LeFort Fractures: Classifications and Radiographic Evaluation

Transfacial fracture of the midface, involving the maxillary bone and surrounding structures in either a horizontal, pyramidal, or transverse direction.

It involves the pterygomaxillary suture and the nasal septum. Classified according to the experiments by anatomist Rene LeFort. 


LeFort I (Horizontal Fracture) – extends above the apices of the maxillary dentition across the nasal septum and maxillary sinuses. Posteriorly it extends through the pyramidal process of the palatine bone and the pterygoid processes of the sphenoid bone. It also may involve the fracture of the palate. 
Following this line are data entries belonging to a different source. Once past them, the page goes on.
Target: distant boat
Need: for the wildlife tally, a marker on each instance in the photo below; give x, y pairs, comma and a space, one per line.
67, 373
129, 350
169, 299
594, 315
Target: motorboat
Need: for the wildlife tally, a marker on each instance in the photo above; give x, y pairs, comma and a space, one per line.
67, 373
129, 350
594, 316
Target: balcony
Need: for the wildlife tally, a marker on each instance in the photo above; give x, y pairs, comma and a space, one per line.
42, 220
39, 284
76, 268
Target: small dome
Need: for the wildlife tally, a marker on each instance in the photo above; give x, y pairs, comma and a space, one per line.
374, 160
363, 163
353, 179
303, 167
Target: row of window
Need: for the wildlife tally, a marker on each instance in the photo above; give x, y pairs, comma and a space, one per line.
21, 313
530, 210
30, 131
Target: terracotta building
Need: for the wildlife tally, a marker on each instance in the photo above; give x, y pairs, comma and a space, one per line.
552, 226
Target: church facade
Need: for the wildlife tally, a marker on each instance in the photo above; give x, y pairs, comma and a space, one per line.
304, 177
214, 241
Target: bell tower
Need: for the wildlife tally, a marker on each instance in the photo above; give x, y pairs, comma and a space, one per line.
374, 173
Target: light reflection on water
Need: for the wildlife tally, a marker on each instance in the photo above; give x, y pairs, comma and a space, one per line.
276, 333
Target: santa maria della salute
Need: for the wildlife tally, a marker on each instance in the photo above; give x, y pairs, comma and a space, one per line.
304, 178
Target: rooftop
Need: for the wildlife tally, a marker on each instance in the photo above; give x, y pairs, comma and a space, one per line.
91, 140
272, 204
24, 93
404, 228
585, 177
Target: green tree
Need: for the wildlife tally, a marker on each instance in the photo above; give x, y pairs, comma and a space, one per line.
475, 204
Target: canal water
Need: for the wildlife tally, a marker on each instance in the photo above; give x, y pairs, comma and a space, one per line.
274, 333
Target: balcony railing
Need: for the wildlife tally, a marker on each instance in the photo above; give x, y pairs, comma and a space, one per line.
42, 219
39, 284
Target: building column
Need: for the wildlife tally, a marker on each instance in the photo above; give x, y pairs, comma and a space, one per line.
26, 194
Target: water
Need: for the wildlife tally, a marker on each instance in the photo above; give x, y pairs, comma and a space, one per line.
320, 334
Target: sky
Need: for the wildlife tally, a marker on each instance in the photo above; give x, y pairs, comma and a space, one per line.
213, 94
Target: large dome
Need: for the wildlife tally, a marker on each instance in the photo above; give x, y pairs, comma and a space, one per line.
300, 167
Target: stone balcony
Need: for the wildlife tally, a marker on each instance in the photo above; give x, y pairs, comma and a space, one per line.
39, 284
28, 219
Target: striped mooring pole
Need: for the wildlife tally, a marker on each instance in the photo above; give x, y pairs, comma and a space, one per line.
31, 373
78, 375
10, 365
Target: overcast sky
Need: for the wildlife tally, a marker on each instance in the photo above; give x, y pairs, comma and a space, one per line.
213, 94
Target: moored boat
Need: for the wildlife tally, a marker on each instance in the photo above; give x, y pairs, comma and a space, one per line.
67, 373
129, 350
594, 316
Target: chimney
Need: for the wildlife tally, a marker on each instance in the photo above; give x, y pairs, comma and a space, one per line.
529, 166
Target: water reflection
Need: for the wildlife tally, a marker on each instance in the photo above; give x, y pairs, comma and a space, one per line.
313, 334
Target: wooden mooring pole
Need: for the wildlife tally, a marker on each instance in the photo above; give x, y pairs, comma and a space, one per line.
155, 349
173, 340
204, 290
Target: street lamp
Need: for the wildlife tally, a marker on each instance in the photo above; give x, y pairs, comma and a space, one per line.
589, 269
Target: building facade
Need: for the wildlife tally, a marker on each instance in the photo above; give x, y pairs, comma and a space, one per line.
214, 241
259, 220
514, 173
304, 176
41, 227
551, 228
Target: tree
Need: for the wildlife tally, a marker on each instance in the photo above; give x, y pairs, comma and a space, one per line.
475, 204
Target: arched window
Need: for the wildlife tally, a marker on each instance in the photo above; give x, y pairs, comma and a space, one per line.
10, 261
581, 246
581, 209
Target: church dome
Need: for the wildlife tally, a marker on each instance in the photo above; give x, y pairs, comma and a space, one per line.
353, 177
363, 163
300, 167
LeFort II (Pyramidal Fracture) – extends from the nasofrontal region down through the medial orbital wall, crossing the inferior orbital rim and zygomatic buttresses. Posteriorly similar to a LeFort I fracture. 

LeFort III (Complete Craniofacial Disjunction) – fracture lines extend through the nasofrontal junctions, zygomaticofrontal articulations, zygomaticomaxillary suture, temporozygomatic suture, pterygomaxillary junction, medial and lateral orbital walls, and superior articulation of the nasal septum. Rarely is there a pure category of fracture; usually there’s a mixed combination.

Radiographic Evaluation

Maxillofacial CT with axial, coronal, and sagittal cuts. There are four key areas to evaluate. 

• Pterygoid plates, strong indication of LeFort fracture. 
• Lateral margin of nasal fossa, suggestive of LeFort I fracture. 
• Inferior orbital rim, suggestive of LeFort II. 
• Zygomatic arch, suggestive of LeFort III.